Fortunately, they will have an opportunity to correct what I consider to be an unfortunate, although understandable, vote in the coming week and grant the president the same kind of trade negotiating authority that was given every previous president in the modern age.
The global trading system was a liberal vision launched at the end of World War II and expanded with U.S. leadership in subsequent decades. Working at the U.S. Department of Agriculture, I was privileged to play a bit part securing congressional approval of the Tokyo Round agreement in 1979. As a journalist since 1981, I have studied in depth the politics and substance of the Uruguay Round agreement that created the World Trade Organization, the North American Free Trade Agreement and several other bilateral and multilateral trade agreements.
At a glance, it might appear that this proliferation of trade agreements is connected with the loss of manufacturing jobs and stagnation of middle class wages over the last 40-some years. But on more thorough analysis, I am convinced that job losses are due more to technology and other factors unrelated to trade agreements and the inequality in wealth and income is a product of unwise, Republican-driven tax policies that encourage wealth to trickle upwards.

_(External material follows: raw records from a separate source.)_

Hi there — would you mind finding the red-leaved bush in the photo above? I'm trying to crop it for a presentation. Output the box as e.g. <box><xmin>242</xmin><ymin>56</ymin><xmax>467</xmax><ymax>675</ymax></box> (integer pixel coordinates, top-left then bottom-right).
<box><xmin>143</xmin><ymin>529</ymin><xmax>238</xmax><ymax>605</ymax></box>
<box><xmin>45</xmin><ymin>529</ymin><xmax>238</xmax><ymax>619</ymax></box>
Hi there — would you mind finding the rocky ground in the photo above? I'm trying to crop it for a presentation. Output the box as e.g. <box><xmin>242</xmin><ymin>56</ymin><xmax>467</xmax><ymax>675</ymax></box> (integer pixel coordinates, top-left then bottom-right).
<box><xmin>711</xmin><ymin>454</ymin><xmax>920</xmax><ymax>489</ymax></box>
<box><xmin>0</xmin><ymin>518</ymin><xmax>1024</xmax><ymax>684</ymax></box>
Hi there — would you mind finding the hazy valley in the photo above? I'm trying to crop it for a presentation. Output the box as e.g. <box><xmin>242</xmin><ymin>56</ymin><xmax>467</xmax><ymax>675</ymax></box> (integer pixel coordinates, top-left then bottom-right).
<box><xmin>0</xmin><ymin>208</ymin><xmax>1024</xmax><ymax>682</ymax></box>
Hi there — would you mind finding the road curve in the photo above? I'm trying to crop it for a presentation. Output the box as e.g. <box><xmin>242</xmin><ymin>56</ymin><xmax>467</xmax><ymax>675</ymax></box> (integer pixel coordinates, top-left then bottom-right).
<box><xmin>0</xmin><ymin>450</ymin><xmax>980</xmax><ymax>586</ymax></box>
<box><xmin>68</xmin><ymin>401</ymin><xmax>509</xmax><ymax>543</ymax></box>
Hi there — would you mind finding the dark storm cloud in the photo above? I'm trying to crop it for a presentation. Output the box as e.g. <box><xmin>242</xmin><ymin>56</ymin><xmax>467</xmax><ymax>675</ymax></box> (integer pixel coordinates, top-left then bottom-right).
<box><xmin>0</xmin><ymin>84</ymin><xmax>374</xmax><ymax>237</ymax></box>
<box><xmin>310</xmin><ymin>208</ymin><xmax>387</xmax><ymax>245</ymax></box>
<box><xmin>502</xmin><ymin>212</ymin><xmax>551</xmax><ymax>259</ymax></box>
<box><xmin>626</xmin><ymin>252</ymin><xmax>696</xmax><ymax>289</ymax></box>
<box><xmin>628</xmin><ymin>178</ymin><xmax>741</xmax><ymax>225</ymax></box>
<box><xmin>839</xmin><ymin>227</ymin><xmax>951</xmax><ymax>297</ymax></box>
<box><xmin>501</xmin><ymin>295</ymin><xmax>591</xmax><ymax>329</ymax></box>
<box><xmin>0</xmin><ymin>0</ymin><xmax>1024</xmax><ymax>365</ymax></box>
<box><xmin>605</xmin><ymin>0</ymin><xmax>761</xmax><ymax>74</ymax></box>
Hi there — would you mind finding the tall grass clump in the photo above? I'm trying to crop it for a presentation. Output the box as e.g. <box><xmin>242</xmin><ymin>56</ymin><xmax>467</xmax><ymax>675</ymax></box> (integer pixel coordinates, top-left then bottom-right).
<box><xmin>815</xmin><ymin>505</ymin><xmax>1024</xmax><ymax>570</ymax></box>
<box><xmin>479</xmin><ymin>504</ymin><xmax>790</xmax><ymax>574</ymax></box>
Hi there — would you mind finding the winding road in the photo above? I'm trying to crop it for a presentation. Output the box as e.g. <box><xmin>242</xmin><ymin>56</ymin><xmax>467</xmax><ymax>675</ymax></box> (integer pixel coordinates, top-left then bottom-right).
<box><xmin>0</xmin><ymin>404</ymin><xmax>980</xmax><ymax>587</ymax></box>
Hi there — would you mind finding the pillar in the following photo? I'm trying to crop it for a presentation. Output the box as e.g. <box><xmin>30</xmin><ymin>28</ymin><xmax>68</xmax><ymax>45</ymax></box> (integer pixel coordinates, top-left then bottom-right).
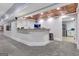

The Trans-Pacific Partnership, or TPP, now being negotiated with some dozen Pacific Rim nations likewise does not threaten American jobs. The United States has few barriers now to imports from those nations. By contrast, many of the negotiating parties erect obstacles to buying American goods and services. It is those countries' tariffs and their barriers - especially those sanitary rules without a scientific basis - to American exports that would come down under TPP.